Obs. [Of unascertained origin; some have thought it an assibilated form of GOB sb.1; but, beside the phonetic difficulty, the approximation of sense is only distant.]
1. A small compact portion of some substance; a piece, lump; a stump, block; a tassel.
c. 1400. Destr. Troy, 11941. Robbet þere Riches Gemmes, & Iewels, Iobbes of gold.
1587. Golding, De Mornay, xii. 210. Sometimes [God] letteth vs goe alone by our selues and then stumble we at the next iob yt we meete with.
1659. E. Burrough, Reign Whore, 11. Why must you have a soft Cushion with silken Jobs at the corners to lean on [etc.]?
2. A cart-load, or what a horse and cart can bring at one time.
[It is not clear whether the essential notion is that of the mass or amount carried by a cart, or that of which the carrying constitutes a single job. In the latter case this would belong rather to JOB sb.2, and might perh. be the link uniting the two words.]

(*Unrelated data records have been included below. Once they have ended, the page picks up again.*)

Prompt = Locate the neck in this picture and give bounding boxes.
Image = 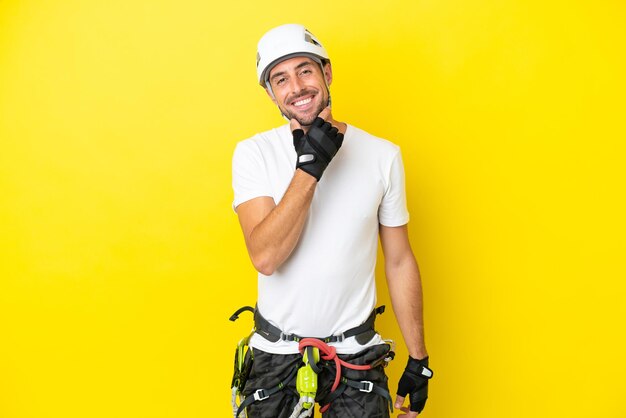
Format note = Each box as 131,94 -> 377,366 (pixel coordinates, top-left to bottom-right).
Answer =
302,118 -> 348,135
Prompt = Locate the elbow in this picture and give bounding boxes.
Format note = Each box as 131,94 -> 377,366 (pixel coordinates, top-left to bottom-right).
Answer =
251,256 -> 278,276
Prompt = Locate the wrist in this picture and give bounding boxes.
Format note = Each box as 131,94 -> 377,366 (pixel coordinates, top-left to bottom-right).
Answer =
409,348 -> 428,360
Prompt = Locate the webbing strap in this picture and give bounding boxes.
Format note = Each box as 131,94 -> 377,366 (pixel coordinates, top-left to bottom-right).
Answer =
254,305 -> 385,344
237,368 -> 298,417
319,377 -> 393,412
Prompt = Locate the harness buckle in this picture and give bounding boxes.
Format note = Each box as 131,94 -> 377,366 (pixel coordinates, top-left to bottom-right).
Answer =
359,380 -> 374,393
253,388 -> 268,402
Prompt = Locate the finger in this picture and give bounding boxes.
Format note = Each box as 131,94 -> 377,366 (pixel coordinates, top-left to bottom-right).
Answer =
289,119 -> 302,132
318,106 -> 330,120
397,406 -> 411,418
393,395 -> 409,412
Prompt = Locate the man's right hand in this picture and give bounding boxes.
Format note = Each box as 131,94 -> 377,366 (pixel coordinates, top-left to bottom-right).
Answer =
291,109 -> 343,181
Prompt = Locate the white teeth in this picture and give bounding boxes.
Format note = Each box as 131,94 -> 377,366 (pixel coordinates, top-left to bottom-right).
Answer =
294,97 -> 313,106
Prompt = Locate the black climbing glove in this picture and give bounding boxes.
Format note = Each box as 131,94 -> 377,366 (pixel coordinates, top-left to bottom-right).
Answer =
398,356 -> 433,413
292,117 -> 343,181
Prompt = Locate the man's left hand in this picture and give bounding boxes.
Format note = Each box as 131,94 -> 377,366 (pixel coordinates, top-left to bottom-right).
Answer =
394,357 -> 433,418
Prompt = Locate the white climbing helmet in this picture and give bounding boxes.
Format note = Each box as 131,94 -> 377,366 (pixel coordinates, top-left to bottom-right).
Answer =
256,24 -> 329,87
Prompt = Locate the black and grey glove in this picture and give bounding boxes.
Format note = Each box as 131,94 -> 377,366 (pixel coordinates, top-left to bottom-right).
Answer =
398,356 -> 433,413
292,117 -> 343,181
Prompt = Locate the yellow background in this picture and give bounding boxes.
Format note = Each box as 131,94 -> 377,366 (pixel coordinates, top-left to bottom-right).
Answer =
0,0 -> 626,418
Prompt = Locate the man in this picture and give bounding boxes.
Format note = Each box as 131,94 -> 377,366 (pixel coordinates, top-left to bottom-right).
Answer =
233,24 -> 432,418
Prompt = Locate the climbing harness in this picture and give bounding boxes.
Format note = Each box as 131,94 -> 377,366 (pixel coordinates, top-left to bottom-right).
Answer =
230,305 -> 395,418
229,306 -> 254,418
298,338 -> 395,413
254,305 -> 385,345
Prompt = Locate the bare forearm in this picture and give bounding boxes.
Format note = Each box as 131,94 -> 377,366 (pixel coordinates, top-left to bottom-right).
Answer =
246,170 -> 317,275
385,254 -> 428,359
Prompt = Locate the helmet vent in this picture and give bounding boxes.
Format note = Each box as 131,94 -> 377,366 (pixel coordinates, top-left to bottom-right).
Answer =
304,30 -> 322,46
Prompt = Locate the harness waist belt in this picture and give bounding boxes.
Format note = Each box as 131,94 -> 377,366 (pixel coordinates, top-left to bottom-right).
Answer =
254,305 -> 385,345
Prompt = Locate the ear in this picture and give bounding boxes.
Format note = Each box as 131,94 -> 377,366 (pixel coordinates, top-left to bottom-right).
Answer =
324,62 -> 333,86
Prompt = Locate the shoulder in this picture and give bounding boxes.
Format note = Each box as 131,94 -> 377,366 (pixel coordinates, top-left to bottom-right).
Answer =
346,125 -> 400,157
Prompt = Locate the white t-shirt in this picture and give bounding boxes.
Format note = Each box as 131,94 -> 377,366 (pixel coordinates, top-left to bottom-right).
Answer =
233,125 -> 409,354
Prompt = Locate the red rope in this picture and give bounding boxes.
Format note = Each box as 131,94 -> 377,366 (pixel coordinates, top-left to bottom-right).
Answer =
298,338 -> 372,413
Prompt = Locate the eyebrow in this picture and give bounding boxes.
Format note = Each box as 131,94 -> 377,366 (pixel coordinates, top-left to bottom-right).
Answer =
270,61 -> 313,81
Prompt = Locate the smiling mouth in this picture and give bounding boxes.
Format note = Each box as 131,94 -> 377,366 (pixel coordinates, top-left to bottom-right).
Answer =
292,96 -> 313,107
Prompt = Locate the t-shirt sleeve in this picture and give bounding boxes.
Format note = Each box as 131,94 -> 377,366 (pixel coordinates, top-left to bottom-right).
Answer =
232,141 -> 272,211
378,149 -> 409,227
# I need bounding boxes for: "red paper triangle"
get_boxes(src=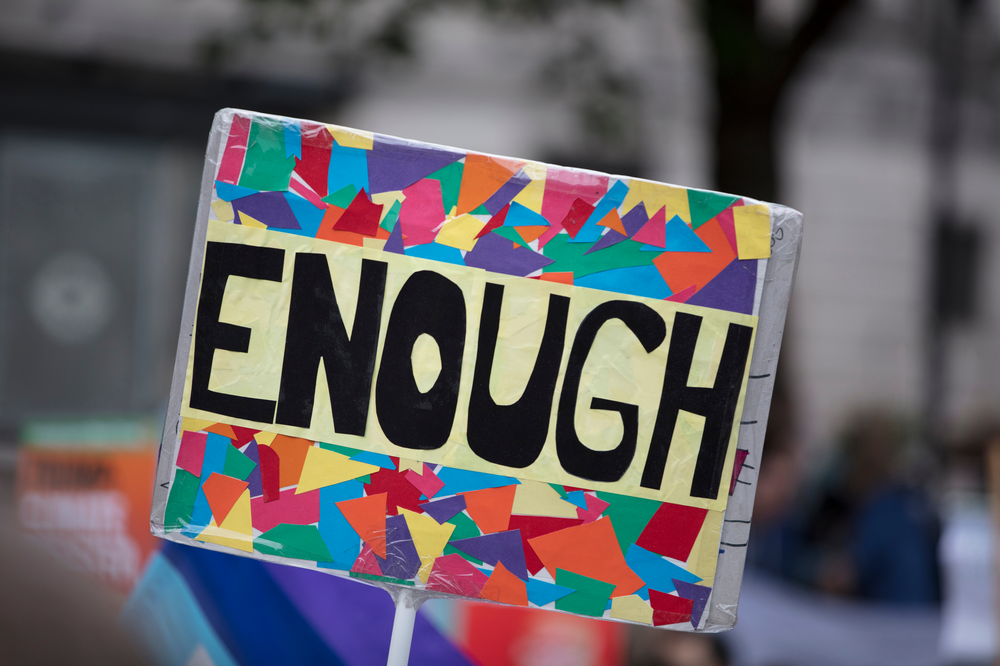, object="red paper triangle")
[201,472,248,525]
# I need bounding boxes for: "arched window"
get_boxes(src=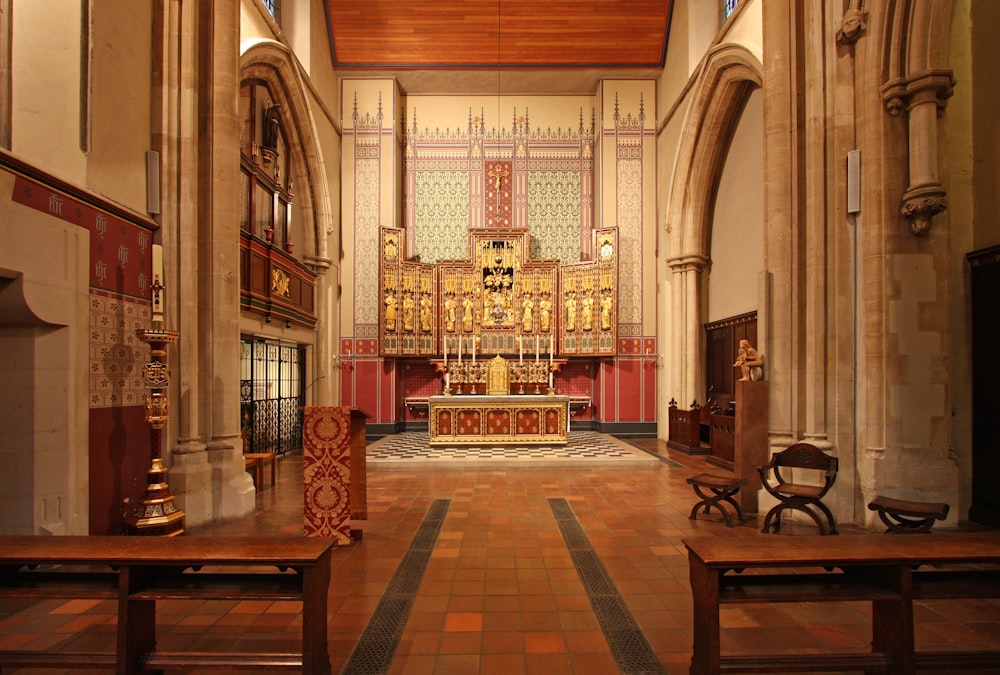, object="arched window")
[240,80,292,252]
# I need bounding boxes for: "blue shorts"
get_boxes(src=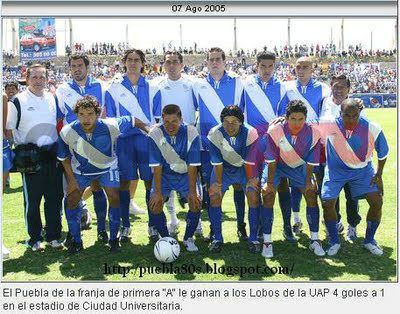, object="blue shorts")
[3,146,14,172]
[210,167,247,195]
[261,164,306,189]
[74,169,119,190]
[200,150,213,184]
[321,166,378,200]
[117,135,153,181]
[150,173,189,198]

1560. Stanford Church-w. Acc., in Antiquary (1888), April, 168. For faching a Jobbe of thorns and mending the hedges aboute the churche howsse xd. Ibid. (1571), 170. For iij Jobbs of Strawe and the Caryage vijs. iiijd. [Cf. Jobbel, Jobbet, a small load, generally or hay or straw: widely used in Midland and Southern dialects.]